Wampold's well-validated conclusion from analysing decades of variation in psychotherapy outcomes suggest this partitioning of contribution:
1. General effects (common factors that underlie all psychotherapies: >70%).
2. Specific effects (differential aspects that distinguish a particular treatment: <8%).
3. Unexplained variability (encompasses client differences: 22%).
Wampold's analysis illustrates that the best assessment of therapist competence will always be the quality of therapeutic outcomes. In a challenge to professional associations that insist on the pursuit of CEU's, Wampold demonstrates that clients respond more to the quality of the therapeutic relationship, than show improvement related to innovatory techniques and methods. "The evidence in this book has shown that specific ingredients are not active in and of themselves. Therapists need to realize that the specific ingredients are necessary but active only in the sense that they are a component of the healing context. Slavish adherence to a theoretical protocol and maniacal promotion of a single theoretical approach are utterly in opposition to science. Therapists need to have a healthy sense of humility with regard to the techniques they use."
Recent research indicates that the current dependence on cognitive-behavioural therapy (CBT) may be unfounded or at least unjustifiable in some contexts.

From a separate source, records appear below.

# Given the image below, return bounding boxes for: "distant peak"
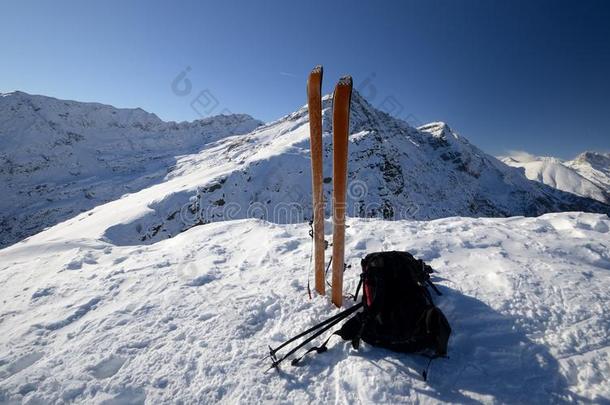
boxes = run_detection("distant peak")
[417,121,451,132]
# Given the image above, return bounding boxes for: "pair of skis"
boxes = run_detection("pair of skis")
[307,66,352,307]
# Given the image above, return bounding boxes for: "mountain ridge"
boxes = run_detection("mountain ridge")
[0,91,610,248]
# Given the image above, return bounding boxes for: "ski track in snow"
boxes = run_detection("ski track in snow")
[0,213,610,404]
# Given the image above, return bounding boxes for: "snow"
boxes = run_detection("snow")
[500,152,610,204]
[0,91,610,246]
[0,92,262,247]
[0,210,610,404]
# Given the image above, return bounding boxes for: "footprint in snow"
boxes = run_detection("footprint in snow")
[88,356,126,380]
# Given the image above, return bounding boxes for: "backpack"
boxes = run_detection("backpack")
[269,251,451,379]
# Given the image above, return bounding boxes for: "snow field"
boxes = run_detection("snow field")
[0,213,610,404]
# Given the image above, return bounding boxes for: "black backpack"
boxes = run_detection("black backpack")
[269,251,451,379]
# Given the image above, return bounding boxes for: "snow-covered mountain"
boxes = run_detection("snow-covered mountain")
[500,152,610,204]
[89,92,610,244]
[0,210,610,404]
[0,93,610,404]
[0,92,610,248]
[0,92,262,247]
[564,152,610,193]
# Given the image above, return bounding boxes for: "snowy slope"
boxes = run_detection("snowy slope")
[501,152,610,204]
[0,92,610,249]
[564,152,610,194]
[46,89,610,245]
[0,210,610,404]
[0,92,261,247]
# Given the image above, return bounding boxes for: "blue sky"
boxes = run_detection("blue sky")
[0,0,610,158]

Wampold strengthens this when he reports that the distinctive/specific ingredients of CBT for depression and anxiety are not demonstrably responsible for any successful outcome in these conditions. Wampold reports that despite strong official support for the streamlining of therapy to a recommended sequence of procedures administered as if from a manual of Standard Operating Procedures, adherence to treatment protocol is not reliably associated with successful outcomes. Wampold warns us: "Therapy practice is both a science and an art ... Treating clients as if they were medical patients receiving mandated treatments conducted with manuals will stifle the artistry."
This fine book is a resource for psychotherapists and also for those of us engaged in coaching individuals and groups for optimal performance. It is my personality type to be attracted to the new, bright, and shiny; but Wampold has convinced me to resist the siren call of unproven innovations and to focus my time and energy on the client relationship as the crucible for positive change.